The fast response by Rural and the other local brigades and DEC Sunday stopped a fire on Wardanup Hill from escaping into the national park and also destroying houses on private property surrounded by the park.
The SMS went out at 10:49 and by 11:05 tankers were attacking the fire. They quickly set up a defensive line along a fire break and stopped the fire there. By 11:30 they were joined by a helitac which carried out numerous attacks on the eastern flank. The fire was under control by around 1:00 although a wind change caused a further brief flare up.
The 4.4 with Tich driving and Stevo, Annie, Doug, Duncan and Mark F was the first Rural tanker to arrive, quickly followed by the light tanker with Joe and Bruce. The 1.4 was later sent with Andy, David W, Dave T and Tony C. Blaze gave a helping hand to the Dunsborough crew.
David H returned in the evening to monitor and Joe and Bruce returned with the 1.4 Monday morning to mop up.
It was thought the fire might have been started by a cigarette or the previous night’s bbq.
More pictures available here.
Three shifts and the 4.4 attended the Capel fires Thursday and Friday, March 1 & 2. The first shift, with Matty, Stevo, Joe, Noel and Tony S, left around 1pm.
On the way down they were told that the Vasse truck was “lost” and there were four fires burning. Later they learned the truck had got bogged in a collapsed rabbit warren and jammed against a paperbark. The truck had to be evacuated but the crew were ok.
Our crew spent the afternoon initially trying to stop the fire getting into the larger trees and then watching out for hop-overs and patrolling the fire’s perimeters. The highlight was probably knocking over a very large burning stag that turned out to have a large bee’s nest in it that tormented the firefighters for the next 24 hours.
The second crew started around 8pm and consisted of Annie, Ian Morrison, Andy, Blaze and Chris A. They worked steadily all night blacking out in the Southern Sector with a couple of races to hop overs well into the bush. They had a lot of pump practice with 8 fill ups from the muddy dam. They appreciated the crew of 5 as the heavy hose got heavier by 2am. The highlight was Annie being sung happy birthday over the radio.

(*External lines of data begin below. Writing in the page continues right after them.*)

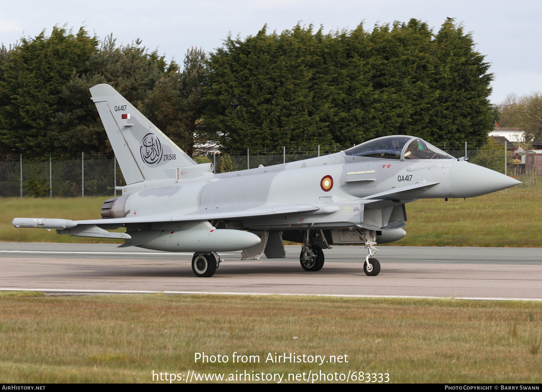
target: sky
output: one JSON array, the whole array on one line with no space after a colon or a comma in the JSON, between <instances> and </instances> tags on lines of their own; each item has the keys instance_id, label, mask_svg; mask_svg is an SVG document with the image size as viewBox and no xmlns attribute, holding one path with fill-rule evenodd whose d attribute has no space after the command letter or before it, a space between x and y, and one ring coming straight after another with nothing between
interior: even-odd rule
<instances>
[{"instance_id":1,"label":"sky","mask_svg":"<svg viewBox=\"0 0 542 392\"><path fill-rule=\"evenodd\" d=\"M472 33L476 49L495 75L490 99L542 90L542 2L532 0L0 0L0 42L33 37L55 24L76 31L83 25L101 38L113 33L117 42L139 38L166 59L182 62L188 49L212 52L228 34L254 35L290 29L298 22L323 25L328 31L415 18L436 30L447 17Z\"/></svg>"}]
</instances>

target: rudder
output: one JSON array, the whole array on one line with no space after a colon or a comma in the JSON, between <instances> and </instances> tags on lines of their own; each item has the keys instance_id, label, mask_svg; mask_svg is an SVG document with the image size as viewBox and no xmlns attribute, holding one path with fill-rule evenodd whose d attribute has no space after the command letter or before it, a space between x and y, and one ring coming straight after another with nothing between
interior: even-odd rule
<instances>
[{"instance_id":1,"label":"rudder","mask_svg":"<svg viewBox=\"0 0 542 392\"><path fill-rule=\"evenodd\" d=\"M89 89L126 184L175 178L197 164L109 85Z\"/></svg>"}]
</instances>

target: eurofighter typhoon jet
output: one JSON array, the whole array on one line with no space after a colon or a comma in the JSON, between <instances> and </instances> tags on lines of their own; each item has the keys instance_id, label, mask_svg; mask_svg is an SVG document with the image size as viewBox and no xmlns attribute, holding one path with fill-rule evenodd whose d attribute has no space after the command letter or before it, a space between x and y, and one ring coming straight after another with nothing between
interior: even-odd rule
<instances>
[{"instance_id":1,"label":"eurofighter typhoon jet","mask_svg":"<svg viewBox=\"0 0 542 392\"><path fill-rule=\"evenodd\" d=\"M521 183L404 135L215 174L212 164L197 164L112 87L90 91L127 184L122 196L105 201L101 219L15 218L14 226L121 238L121 247L193 252L197 277L212 276L222 261L217 252L242 250L244 260L284 258L283 240L302 244L300 262L308 272L321 269L322 249L364 245L364 271L375 276L380 267L375 245L406 235L406 203L473 197ZM120 227L126 233L107 231Z\"/></svg>"}]
</instances>

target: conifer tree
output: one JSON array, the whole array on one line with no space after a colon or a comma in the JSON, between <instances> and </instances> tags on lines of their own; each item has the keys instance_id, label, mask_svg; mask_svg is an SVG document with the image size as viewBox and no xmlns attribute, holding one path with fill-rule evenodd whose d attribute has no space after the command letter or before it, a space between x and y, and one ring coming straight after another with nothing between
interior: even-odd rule
<instances>
[{"instance_id":1,"label":"conifer tree","mask_svg":"<svg viewBox=\"0 0 542 392\"><path fill-rule=\"evenodd\" d=\"M87 70L98 45L81 27L76 34L55 26L34 38L21 38L8 54L0 54L0 142L17 151L51 151L53 118L66 105L61 95L72 74Z\"/></svg>"},{"instance_id":2,"label":"conifer tree","mask_svg":"<svg viewBox=\"0 0 542 392\"><path fill-rule=\"evenodd\" d=\"M202 119L207 86L206 57L201 48L189 50L183 70L166 73L141 106L141 111L190 156L195 146L211 138Z\"/></svg>"}]
</instances>

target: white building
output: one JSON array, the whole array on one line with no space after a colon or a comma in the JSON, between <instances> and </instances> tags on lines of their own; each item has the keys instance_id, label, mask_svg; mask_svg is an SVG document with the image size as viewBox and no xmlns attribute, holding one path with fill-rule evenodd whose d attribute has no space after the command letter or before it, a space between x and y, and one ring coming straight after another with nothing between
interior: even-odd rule
<instances>
[{"instance_id":1,"label":"white building","mask_svg":"<svg viewBox=\"0 0 542 392\"><path fill-rule=\"evenodd\" d=\"M496 126L489 132L489 136L503 136L512 142L524 142L525 135L520 128L505 128Z\"/></svg>"}]
</instances>

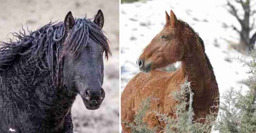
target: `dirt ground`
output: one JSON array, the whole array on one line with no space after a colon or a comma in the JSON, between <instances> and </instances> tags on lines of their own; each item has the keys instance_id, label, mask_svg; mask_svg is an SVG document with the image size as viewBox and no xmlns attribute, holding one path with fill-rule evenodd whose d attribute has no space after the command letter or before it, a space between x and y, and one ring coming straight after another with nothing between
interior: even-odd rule
<instances>
[{"instance_id":1,"label":"dirt ground","mask_svg":"<svg viewBox=\"0 0 256 133\"><path fill-rule=\"evenodd\" d=\"M0 0L0 41L12 38L12 32L22 26L35 30L50 21L63 21L72 11L76 18L92 18L101 9L103 30L110 41L112 56L105 62L103 87L106 96L101 107L87 110L79 96L72 107L76 132L119 132L119 1Z\"/></svg>"}]
</instances>

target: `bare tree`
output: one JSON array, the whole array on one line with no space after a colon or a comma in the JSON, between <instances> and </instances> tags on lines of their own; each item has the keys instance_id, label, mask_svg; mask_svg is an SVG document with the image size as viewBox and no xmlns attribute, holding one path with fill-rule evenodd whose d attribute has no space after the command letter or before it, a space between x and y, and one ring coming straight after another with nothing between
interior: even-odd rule
<instances>
[{"instance_id":1,"label":"bare tree","mask_svg":"<svg viewBox=\"0 0 256 133\"><path fill-rule=\"evenodd\" d=\"M231 2L233 1L233 2ZM253 48L254 44L256 40L256 32L251 37L250 32L254 28L255 18L253 18L253 15L256 14L256 10L251 9L252 5L250 5L250 0L227 0L227 5L229 7L228 12L238 21L240 27L237 28L234 25L230 26L234 30L237 31L240 36L239 45L238 50L241 52L245 52L246 50L251 50ZM234 4L236 3L242 6L244 13L243 17L241 17L238 13L238 10L235 6ZM252 23L250 23L250 18L253 19ZM226 26L227 26L227 24Z\"/></svg>"}]
</instances>

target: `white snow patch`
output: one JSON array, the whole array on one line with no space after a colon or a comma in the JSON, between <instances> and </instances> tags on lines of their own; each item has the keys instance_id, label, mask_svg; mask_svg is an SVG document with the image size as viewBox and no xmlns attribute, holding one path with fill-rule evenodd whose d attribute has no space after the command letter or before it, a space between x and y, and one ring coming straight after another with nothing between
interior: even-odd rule
<instances>
[{"instance_id":1,"label":"white snow patch","mask_svg":"<svg viewBox=\"0 0 256 133\"><path fill-rule=\"evenodd\" d=\"M14 131L16 131L16 130L15 129L13 129L11 128L9 128L9 131L11 131L11 132L14 132Z\"/></svg>"}]
</instances>

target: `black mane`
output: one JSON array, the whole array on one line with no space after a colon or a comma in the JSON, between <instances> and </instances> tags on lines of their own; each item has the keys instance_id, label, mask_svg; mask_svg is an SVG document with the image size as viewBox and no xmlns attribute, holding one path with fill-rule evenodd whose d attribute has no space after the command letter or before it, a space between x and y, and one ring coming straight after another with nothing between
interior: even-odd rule
<instances>
[{"instance_id":1,"label":"black mane","mask_svg":"<svg viewBox=\"0 0 256 133\"><path fill-rule=\"evenodd\" d=\"M19 63L22 58L26 64L33 63L39 70L50 70L57 84L61 80L66 52L77 57L87 46L89 38L103 47L107 59L110 54L103 32L86 18L76 19L68 34L63 22L50 22L33 32L28 31L28 35L23 28L22 32L13 35L17 38L15 41L0 43L0 72Z\"/></svg>"}]
</instances>

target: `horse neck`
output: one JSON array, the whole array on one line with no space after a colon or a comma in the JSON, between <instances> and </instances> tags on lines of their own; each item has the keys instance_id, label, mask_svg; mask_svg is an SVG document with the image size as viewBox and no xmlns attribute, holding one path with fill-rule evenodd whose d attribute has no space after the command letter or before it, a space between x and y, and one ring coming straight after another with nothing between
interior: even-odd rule
<instances>
[{"instance_id":1,"label":"horse neck","mask_svg":"<svg viewBox=\"0 0 256 133\"><path fill-rule=\"evenodd\" d=\"M198 38L191 38L188 42L188 51L185 52L184 57L181 61L181 70L183 76L187 76L190 82L191 88L200 95L204 89L210 89L212 76L213 71L208 66L206 54L203 51Z\"/></svg>"},{"instance_id":2,"label":"horse neck","mask_svg":"<svg viewBox=\"0 0 256 133\"><path fill-rule=\"evenodd\" d=\"M54 87L50 70L40 70L42 66L36 66L38 64L35 63L25 65L24 61L26 60L26 57L21 57L19 62L0 73L2 80L9 81L2 82L0 89L14 92L26 92L27 93L19 93L19 97L14 99L37 104L36 106L43 107L44 110L41 111L45 112L58 110L60 115L61 113L66 113L70 110L77 93L65 87L60 88ZM53 115L51 116L52 119L54 119Z\"/></svg>"}]
</instances>

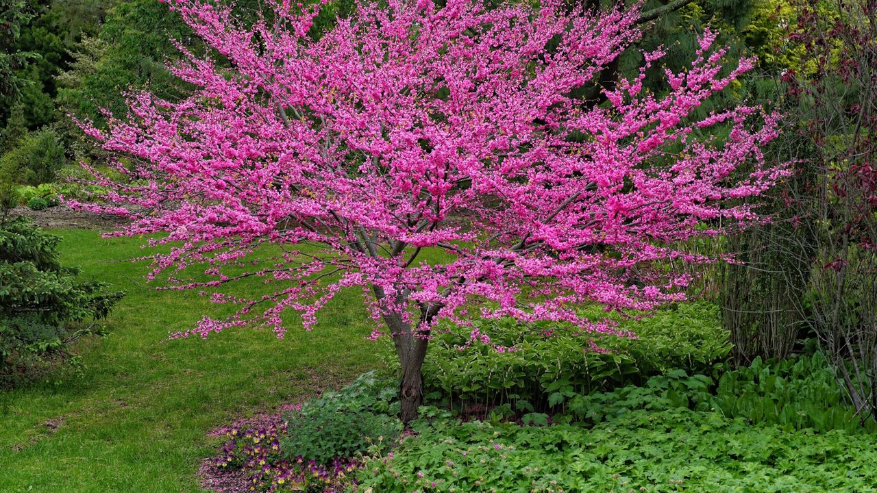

The last crew of David, Mark P, Pete and Alan worked from 8 am to 3pm blacking out, putting out burning stags and chasing down breakouts. By then the truck was known as “the Yallingup Heavy”.
Most of the water came from a very muddy dam and at times it appeared the brigade had come up with a new firefighting technic of “mudding out” . Unfortunately the pump didn’t enjoy it and was in for repairs on Saturday. Although it was mostly pasture, parts were covered with soft sand, making driving very difficult.